Bolton Wanderers will start next season in League One with a 12-point deduction after going into administration, the EFL has announced.
The club said they would enter administration last week after the collapse of a proposed takeover by Laurence Bassini, and the adjournment of a winding-up order at a court hearing.
Wanderers, who owe more than £1m to HMRC, confirmed on Monday that they have now appointed administrators. Bolton will begin next season 12 points adrift in the third tier – and in danger of dropping into the fourth tier for only the second season in their history.
“The EFL can confirm that it has been formally notified that administrators have been appointed in respect of Bolton Wanderers Football Club,” a statement said.
“As a result, the club is now subject to a 12-point deduction and the sporting sanction will take effect next season in League One. The EFL will now commence discussions with the administrators with the aim of achieving a long-term future for the club.”
The club’s chairman, Ken Anderson, claimed last week he had been left with no choice other than to place the club in administration, after the former Watford owner Bassini failed to provide proof of funding.
Paul Appleton and Asher Miller of David Rubin and Partners have now been announced as joint administrators in a statement on the club website.
“The decision was finally made for the appointments which it is hoped will ensure the continued existence of the club,” the statement said. “It has got to the stage where [we] could not sit back and allow the club to go into liquidation. Decisive action had to be taken.”
“This has obviously been a long-running situation and it is vitally important that we quickly establish the position of both the football club and the holding company,” Appleton said. “Everybody at the club, as well as the supporters, need a sense of clarity and that is what I will be seeking to provide as quickly as possible.”

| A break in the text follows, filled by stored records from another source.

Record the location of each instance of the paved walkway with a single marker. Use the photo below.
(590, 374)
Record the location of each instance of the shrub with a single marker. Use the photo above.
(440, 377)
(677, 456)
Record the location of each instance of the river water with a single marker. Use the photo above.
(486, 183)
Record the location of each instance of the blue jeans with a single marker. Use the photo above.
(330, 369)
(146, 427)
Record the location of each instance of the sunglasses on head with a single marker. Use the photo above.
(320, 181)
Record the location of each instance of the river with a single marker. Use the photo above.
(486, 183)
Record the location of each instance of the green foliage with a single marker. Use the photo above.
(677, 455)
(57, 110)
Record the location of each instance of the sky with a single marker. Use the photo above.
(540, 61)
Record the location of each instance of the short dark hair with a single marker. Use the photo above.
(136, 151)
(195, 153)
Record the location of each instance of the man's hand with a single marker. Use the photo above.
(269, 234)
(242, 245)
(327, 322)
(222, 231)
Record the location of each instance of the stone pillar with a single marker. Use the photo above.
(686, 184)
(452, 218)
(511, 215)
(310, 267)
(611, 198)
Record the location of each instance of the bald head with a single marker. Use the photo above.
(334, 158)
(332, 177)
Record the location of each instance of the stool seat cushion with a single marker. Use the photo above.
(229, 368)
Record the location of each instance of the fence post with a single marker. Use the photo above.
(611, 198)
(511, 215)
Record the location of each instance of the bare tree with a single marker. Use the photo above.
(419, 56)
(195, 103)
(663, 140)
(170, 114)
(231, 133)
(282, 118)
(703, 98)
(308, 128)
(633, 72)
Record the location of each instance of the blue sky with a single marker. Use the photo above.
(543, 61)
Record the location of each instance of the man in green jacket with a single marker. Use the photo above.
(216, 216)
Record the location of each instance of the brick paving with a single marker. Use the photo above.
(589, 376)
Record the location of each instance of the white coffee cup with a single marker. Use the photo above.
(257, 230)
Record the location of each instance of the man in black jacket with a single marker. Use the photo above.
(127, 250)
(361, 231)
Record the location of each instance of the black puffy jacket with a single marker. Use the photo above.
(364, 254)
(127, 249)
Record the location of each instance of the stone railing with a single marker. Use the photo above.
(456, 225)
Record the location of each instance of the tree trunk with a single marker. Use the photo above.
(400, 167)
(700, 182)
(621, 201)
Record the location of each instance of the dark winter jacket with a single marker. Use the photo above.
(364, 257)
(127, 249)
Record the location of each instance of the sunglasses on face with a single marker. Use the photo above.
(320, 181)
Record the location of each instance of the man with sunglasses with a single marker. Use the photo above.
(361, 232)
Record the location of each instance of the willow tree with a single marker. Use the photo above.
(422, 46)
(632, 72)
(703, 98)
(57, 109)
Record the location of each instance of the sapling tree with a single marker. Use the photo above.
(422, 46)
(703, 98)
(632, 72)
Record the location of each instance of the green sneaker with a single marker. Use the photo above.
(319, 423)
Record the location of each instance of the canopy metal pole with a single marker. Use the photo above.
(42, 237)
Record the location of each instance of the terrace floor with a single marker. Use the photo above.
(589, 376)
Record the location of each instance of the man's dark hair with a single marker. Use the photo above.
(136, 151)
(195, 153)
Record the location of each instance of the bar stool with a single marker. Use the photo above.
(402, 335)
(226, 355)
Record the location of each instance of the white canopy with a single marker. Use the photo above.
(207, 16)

Wanderers faced a winding-up petition on 3 April over an unpaid tax bill but the case has now been adjourned twice. It is the sixth time in the last 18 months that Bolton have faced a winding-up order.
The cash-strapped club were unable to fulfil their final home league game of the season against Brentford after the players went on strike in protest at unpaid wages. Brentford were awarded three points on the basis of a 1-0 win, with the EFL opening disciplinary proceedings against Bolton afterwards.